お子さま連れの方に向けて、ひとつ条件を書いておきます。混浴での利用は小学生になる前までで、小学生以上のお子さまはそれぞれの性別に合った浴場へ向かうことになります。大浴場にベビーソープの備えはありませんが、フロントで貸し出してもらえます(数量限定)。
ホテルガーデンの花を眺めながら、何も決めない夕方

チェックインから夕食までの時間ほど、旅先で持て余しやすい時間はありません。荷ほどきは終わり、まだお腹は空いていない。その空白を埋めてくれるのがラウンジです。
ラウンジではスパークリングワインやビールといったお酒に加え、コーヒーや紅茶、ハーブウォーターといったソフトドリンクを楽しめます。ホテルガーデンの花々を眺めながら座っていられる場所です。
私が沖縄・残波岬の同ブランドでエグゼクティブラウンジを体験した際も、このラウンジの時間こそがブランドの真ん中にある贅沢だと感じました。何を飲むかより、何も決めずに座っていられること。それがもてなしの本体です。
13階から水平線を見下ろして、土佐の味を選んでいく夜

夕食の舞台は13階のレストラン「Locavore(ロカボール)」です。高台の建物のさらに最上部という高さで、太平洋のパノラマを正面に置きながら食事ができます。
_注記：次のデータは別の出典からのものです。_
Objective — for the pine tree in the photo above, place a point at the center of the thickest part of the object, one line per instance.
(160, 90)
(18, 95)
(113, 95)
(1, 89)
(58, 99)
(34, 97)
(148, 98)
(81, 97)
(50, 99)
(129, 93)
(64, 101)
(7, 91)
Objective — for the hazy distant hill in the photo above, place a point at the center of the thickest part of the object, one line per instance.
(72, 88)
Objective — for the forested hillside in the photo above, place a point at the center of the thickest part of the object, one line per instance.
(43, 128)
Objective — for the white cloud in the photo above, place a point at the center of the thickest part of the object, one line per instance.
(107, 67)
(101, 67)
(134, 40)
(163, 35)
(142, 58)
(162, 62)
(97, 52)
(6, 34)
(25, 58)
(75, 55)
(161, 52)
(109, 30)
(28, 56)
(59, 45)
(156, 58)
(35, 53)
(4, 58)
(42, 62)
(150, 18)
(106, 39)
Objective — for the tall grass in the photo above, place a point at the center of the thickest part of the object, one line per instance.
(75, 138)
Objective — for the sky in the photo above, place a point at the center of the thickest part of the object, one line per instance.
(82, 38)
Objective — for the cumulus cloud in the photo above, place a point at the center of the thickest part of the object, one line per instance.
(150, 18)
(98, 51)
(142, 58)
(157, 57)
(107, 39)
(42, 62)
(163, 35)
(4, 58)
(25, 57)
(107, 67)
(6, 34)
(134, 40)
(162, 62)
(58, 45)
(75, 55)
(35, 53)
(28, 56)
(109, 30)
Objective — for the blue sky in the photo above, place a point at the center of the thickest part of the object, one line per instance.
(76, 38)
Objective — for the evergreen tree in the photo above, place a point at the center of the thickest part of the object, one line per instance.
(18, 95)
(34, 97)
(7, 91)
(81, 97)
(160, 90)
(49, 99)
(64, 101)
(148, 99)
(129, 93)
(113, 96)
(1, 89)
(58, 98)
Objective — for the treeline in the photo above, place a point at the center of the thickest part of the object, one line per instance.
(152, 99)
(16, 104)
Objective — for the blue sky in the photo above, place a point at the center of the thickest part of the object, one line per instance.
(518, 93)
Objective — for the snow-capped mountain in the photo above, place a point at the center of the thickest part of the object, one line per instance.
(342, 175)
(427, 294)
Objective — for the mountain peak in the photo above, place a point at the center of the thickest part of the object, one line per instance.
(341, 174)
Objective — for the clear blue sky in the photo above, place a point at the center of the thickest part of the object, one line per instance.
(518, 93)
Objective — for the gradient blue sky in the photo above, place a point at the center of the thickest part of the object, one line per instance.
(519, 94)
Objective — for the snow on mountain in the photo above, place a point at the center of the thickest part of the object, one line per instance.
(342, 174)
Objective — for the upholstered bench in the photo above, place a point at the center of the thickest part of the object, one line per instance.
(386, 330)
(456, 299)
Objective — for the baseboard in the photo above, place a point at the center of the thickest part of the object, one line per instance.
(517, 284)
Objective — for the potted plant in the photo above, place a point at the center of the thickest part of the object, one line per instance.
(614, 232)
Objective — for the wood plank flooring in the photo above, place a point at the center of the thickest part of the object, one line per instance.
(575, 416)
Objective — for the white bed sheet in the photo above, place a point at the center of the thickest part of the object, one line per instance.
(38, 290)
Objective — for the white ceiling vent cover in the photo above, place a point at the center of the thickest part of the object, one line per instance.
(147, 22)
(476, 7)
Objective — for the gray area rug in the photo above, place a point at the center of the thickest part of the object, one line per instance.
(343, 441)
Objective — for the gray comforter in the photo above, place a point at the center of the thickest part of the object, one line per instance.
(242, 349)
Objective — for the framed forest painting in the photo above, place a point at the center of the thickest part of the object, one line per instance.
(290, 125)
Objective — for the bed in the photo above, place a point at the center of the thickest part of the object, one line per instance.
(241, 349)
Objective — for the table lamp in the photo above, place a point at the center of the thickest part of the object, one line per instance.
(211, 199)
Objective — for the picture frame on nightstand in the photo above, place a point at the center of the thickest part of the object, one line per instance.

この高さこそが、このホテルのいちばんの持ち味です。
供されるのはビュッフェスタイル。高知の食材を使った料理が並び、地元と出会えるローカルメニューが用意されています。アルコールを含むドリンクも料金に含まれていますので、土佐の味に合わせて一杯を選べます。
日が長い季節なら、明るいうちに席に着いて、食べているあいだに水平線の色が変わっていくのを眺められます。なお夕食の利用時間については公式サイトで案内が出ることがありますので、最新の時間帯を確かめてから向かうと確実です。
太平洋から昇る朝日で、目を覚ます

朝食も同じ13階です。7時から9時30分まで(最終入場9時)で、太平洋の上に光が広がっていく時間帯と重なります。
前の晩に何も決めていないというのは、朝にこそ効きます。起きて、着替えて、エレベーターに乗る。二杯目のコーヒーを飲むかどうかだけが、その日はじめての判断になります。
海から昇る朝日を見てから朝食へ向かうか、朝食のあとにもう一度湯へ向かうか。どちらを選んでも、午前中はまだたっぷり残っています。
2階「土佐の國」で、龍馬になったりお遍路になったり

館内の2階には「土佐の國」という一角があります。ここで開かれるローカルディスカバリーは、この土地の遊び方をそのまま持ち込んだような内容です。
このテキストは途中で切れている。